5
Yorum
11
Beğeni
5,0
Puan
1101
Okunma

Eskiden yaşamak bir bambaşkaydı
Büyümek bizlere çok uzaktaydı
Dünya mı değişti, zaman mı kaydı
Yanımda anne de, baba da vardı
Elektrik yoktu, radyo pilliydi
Yediğin,içtiğin her şey yerliydi
Eller nasırlaşmış, alın terliydi
Harmanı savuran yaba da vardı
Ay doğarken sanki zaman hız keser
Gündüzler kavurur, gece buz keser
Çıplak ayağını hep anız keser...
Çobanın sırtında aba da vardı
Irgatçı gariban, ağası zorba
İçinde azığı, elinde torba
En büyük ziyafet katıklı çorba
Karın tokluğuna çaba da vardı
Karakış bastırır gider sıcaklar
İnsanla buluşur köşe bucaklar
Yoksulun evinde taştan ocaklar
Zenginde kuzine soba da vardı
Bahar geldiğinde biter sızılar
İnek buzağılar, koyun kuzular
Her tür mahlukatla dolar yazılar
Eşeğin yanında sıpa da vardı
Dünya da küçüktü, biz de sabiydik
Hayat okulunda derse tabiydik
Elbette çocuktuk ve asabiydik
Yedikçe güldüren sopa da vardı
Başında kasketi, kırk yama yelek
Garibin yüzüne gülmüyor felek
Az yufka, biraz da küflü çökelek
Fakir sofrasında lapa da vardı
Büyüdük; gurbetin yolunu tuttuk
Rahat yaşam diye gönül avuttuk
Pirler söylemişti; çabuk unuttuk
Bu yolda engebe, sapa da vardı
Yaba :Mahsul savurmada(elemede) kullanılan tarım aracı.
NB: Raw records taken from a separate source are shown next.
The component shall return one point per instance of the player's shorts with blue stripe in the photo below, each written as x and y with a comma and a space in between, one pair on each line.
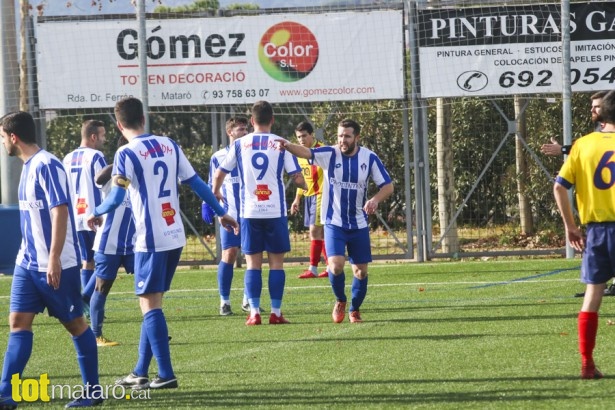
311, 210
598, 261
30, 293
260, 235
229, 239
154, 270
108, 265
355, 241
86, 243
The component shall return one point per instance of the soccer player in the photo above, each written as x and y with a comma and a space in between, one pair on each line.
555, 149
589, 169
150, 167
264, 224
236, 127
47, 267
348, 168
81, 165
114, 247
313, 198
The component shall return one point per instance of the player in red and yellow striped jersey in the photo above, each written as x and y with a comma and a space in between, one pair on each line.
590, 167
313, 176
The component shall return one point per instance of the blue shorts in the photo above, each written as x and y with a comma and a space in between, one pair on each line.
271, 235
108, 265
599, 255
30, 293
86, 245
356, 241
311, 210
154, 270
229, 239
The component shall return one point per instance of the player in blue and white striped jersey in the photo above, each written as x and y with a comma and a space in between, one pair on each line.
348, 168
81, 165
236, 127
264, 226
151, 167
46, 274
113, 247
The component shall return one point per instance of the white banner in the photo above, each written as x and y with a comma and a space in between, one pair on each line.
234, 60
514, 50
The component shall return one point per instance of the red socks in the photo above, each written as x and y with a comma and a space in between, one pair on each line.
315, 251
588, 328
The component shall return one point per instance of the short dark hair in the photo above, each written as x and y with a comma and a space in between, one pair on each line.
305, 126
599, 95
607, 112
234, 121
262, 113
129, 112
89, 127
121, 141
348, 123
21, 124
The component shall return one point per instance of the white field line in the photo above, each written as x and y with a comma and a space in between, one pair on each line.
371, 285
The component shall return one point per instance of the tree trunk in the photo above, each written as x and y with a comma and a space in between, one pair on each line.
446, 181
525, 211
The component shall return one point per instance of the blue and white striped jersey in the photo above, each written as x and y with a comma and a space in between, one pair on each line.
44, 185
81, 165
261, 166
154, 166
345, 184
230, 186
116, 235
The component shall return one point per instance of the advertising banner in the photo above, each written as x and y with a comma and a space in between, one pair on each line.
514, 50
235, 60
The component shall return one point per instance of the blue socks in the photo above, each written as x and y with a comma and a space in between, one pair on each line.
87, 356
97, 312
158, 336
17, 354
253, 282
277, 279
359, 290
145, 353
337, 283
225, 278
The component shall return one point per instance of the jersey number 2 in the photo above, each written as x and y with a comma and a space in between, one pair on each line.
160, 168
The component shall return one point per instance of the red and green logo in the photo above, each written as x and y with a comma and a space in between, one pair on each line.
288, 51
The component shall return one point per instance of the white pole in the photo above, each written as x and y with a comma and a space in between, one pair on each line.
143, 61
566, 91
10, 167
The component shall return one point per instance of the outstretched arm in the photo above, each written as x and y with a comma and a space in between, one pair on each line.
295, 149
383, 193
573, 233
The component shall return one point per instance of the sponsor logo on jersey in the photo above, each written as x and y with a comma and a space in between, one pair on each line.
168, 213
81, 206
30, 205
262, 192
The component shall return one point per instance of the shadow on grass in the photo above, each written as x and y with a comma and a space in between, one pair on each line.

Anız :Ekin biçildikten sonra tarlada kalan kök
Aba :(kepenek) Kıldan dokuma kalın kolsuz çoban giysisi.
Azık :Tarlada çalışanlar (çiftçi) için hazırlanmış yiyecek
Yazı : Düz arazi - ova
Pir :Yaşlı - sözü geçen kişi
5.0
100% (9)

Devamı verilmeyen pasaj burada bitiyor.